Energy drinks is an explosive category. These fruity drinks are fueled with plenty of caffeine, plus exotic enhancements such as taurine, ginseng, guarana and mate. Red Bull, one of the first and best-known concoctions, is popular in bars and lounges where it’s mixed into cocktails or served on the side to counteract the effects of alcohol. In keeping with their twenty-something target audience, brands have high-powered monikers like Adrenaline Rush, Ripped to the Max, Rock Star, Crunch, Xtazy, Hype and Sobe Energy. One of the more unusual entrants is Nexcite Niagara Drink, which claims to be Viagra in a bottle. The pricey pour is bright blue and made from an “erotic recipe” of South American herbs, including damiana, yerba mate, schizandra, ginseng and caffeine. “Don’t drink alone,” the package warns.


Pumped up Potions

Many traditional beverages have been given a nutritional—and marketing—boost with vitamins, minerals or other additives. Most of the major orange juice producers now sell OJ enhanced with calcium (the equivalent of a glass of milk) plus Vitamin D. Examples include Tropicana Calcium & Vitamin D and Minute Maid Original & Calcium. Another OJ trend is pumping up the pulp with “Extra Pulp” varieties.

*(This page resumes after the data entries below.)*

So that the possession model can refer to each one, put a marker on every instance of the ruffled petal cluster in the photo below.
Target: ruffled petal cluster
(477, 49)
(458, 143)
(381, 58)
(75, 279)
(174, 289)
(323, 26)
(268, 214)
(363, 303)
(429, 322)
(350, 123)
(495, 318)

Vegetable juices are usually tomato-based and contain antioxidants like lycopene and lutein. Major players include V8, Motts Clamato and Campbell Tomato Juice. Spicy and even “smoothie” variations are now on the market as well.


What’s in the Additives?

Here’s a primer on the most common enhancers fortifying ready-to-drink juices and energy drinks. Many can also be blended into house-made concoctions.

Bee pollen: Actually this is flower pollen that sticks to bees’ legs as they gather honey. It is the “perfect food,” say promoters, containing all the essentials to boost the immune system and combat fatigue. Caution: it can cause bad allergic reactions in some people.

Calcium: This mineral is key to maintaining strong bones and may ward off high blood pressure.

Echinacea: This North American flower is believed to stimulate the immune system. The jury is still out on its effectiveness.

Ginkgo: The leaves of this ancient tree are purported to improve mental alertness and memory. They also have a blood-thinning effect, which can be dangerous in combination with other drugs.

Ginseng: This plant’s root has long been used by the Chinese as a cure-all, with many benefits attributed to it.

Green/white tea: Proved to be a potent source of antioxidants, these teas may help prevent certain cancers, delay aging and mitigate arthritis.

Guarana: Derived from the fruit of a Brazilian plant, this stimulant goes into many South American soft drinks and is used as a booster in energy drinks.

Kava: A member of the pepper family, an extract of the root is used as a relaxant. The FDA has warned that kava can be toxic to the liver.

Rooibos: Marketed as “red tea,” leaves from this South African bush are loaded with antioxidants but no caffeine.

St. John’s Wort: This perennial is employed as an anti-depressant.

Wheatgrass: The young sprouts boast chlorophyll, amino acids and enzymes that claim to cleanse and rejuvenate the blood.

Yerba Mate: A type of holly that’s usually brewed as hot tea; extracts are appearing in ready-to-drink beverages.